Fahrfehler als Unglücksursache?

Die Polizei vermutet einen Fehler der Brücke als Unglücksursache. Der Leiter der Wasserschutzpolizei Karlsruhe, Robert Hellmann, sagte, die Fahrrinne sei an der Unglücksstelle nur 90 Meter breit. Das Schiff sei bei nebligem Wetter definitiv zu weit nach rechts geraten, bestätigte auch ein Polizeisprecher. Die Strecke zwischen Iffezheim und Mannheim gilt als schwieriges Gewässer, denn quer in den Fluss gebaute Steinwälle, sogenannte Buhnen, verengen hier den Rhein, um seine Fließgeschwindigkeit zu erhöhen.

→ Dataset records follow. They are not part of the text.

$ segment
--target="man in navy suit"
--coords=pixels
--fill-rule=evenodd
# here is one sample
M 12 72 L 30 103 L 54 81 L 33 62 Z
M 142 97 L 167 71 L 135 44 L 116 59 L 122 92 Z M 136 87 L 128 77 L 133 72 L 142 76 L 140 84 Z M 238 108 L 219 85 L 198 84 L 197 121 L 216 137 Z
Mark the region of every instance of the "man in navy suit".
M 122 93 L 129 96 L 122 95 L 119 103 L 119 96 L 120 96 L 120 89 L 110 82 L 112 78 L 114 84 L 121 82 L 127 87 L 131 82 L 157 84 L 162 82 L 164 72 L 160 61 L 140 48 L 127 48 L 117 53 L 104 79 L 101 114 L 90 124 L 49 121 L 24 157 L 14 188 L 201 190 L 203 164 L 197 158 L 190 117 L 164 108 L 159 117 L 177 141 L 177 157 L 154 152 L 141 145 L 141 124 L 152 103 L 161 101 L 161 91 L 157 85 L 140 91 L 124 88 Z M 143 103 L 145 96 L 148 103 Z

Die 115 Passagiere und 43 Besatzungsmitglieder wurden in Karlsruhe von Polizei und Rettungsdiensten betreut. Gepäck, aber auch Medikamente der älteren Reisenden, die großteils aus Deutschland stammen, waren an Bord geblieben und mussten von den Helfern beschafft werden. "Die Stimmung war trotz alledem sehr gelassen", sagte der Polizeisprecher. "Die alten Herrschaften haben sicherlich schon Vieles erlebt." Am Mittag sollten die Gestrandeten in Bussen die Rückreise nach Köln antreten.

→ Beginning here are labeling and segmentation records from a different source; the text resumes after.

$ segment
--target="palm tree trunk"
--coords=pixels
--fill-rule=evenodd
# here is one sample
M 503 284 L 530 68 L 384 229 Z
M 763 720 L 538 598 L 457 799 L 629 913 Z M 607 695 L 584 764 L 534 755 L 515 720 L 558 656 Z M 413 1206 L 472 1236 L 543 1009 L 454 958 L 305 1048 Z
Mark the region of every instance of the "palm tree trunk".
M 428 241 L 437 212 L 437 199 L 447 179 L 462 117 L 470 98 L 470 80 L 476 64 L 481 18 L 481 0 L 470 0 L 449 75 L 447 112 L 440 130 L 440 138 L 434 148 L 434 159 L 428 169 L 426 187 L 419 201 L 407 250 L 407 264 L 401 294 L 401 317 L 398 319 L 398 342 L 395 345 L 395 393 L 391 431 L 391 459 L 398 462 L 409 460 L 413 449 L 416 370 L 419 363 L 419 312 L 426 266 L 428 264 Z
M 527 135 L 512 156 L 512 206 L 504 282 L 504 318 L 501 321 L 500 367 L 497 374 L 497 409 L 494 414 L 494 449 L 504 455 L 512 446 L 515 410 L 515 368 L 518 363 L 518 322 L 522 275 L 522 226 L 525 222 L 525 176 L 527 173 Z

Unterdessen versuchen nach Polizeiangaben zwei Taucher eines Spezialunternehmens aus der Pfalz die Lecks provisorisch zu verschließen. "Die Chancen stehen gut, dass der Havarist noch am Dienstag die nächste Werft aus eigener Kraft ansteuern kann", sagte der Polizeisprecher. Außerdem werde ständig Wasser abgepumpt, hieß es. Spezialschiffe sollten auch ein Wasser-Öl-Gemisch ableiten, das sich im Bauch des Schiffes angesammelt hatte. Treibstoff oder andere Schadstoffe seien nicht ausgetreten.

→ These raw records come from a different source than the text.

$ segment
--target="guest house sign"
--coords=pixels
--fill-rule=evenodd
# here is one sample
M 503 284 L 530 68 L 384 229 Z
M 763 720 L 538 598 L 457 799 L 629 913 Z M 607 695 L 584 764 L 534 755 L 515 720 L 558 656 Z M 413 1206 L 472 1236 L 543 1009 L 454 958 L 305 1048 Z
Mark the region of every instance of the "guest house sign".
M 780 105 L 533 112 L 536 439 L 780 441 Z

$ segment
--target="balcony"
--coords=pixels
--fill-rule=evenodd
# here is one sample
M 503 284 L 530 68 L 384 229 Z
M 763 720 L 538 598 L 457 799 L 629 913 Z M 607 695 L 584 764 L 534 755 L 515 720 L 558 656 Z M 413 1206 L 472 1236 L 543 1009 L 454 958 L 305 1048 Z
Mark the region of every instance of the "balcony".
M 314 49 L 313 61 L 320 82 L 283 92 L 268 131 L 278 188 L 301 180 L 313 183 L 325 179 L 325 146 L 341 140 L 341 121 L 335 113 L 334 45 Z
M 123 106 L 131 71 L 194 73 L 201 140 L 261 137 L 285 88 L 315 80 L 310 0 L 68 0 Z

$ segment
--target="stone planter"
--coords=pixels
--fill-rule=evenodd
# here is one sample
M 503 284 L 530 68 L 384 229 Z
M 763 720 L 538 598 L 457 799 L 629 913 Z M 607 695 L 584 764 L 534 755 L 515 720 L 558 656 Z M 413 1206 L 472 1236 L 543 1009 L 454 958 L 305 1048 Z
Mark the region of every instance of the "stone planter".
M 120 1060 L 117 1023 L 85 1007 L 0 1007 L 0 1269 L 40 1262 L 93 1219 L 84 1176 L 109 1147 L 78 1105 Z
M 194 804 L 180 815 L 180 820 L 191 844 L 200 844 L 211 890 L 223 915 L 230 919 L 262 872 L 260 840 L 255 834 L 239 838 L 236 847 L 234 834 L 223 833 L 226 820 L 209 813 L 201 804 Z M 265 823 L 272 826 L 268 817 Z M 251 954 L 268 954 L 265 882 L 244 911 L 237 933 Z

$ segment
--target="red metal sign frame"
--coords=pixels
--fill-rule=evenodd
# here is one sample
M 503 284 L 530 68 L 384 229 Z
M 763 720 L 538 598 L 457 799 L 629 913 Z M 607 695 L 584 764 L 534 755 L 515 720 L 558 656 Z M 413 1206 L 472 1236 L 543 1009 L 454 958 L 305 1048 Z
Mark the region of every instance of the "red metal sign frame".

Aussagen zur Schadenshöhe konnten noch nicht gemacht werden.

Ursprünglich sollte das verunglückte Schiff schon am Mittwoch wieder zu einer neuen Kreuzfahrt starten. Die Reederei bemühe sich, noch ein Ersatzschiff zu finden. Sollte das nicht gelingen, würden Passagiere, die die Reise gebucht haben, entschädigt, sagte Ben Uijthof, Prokurist des Veranstalters 1AVista Reisen. Für eine siebentägige Rheinkreuzfahrt dieser Art müssten die Gäste im Durchschnitt 900 Euro bezahlen.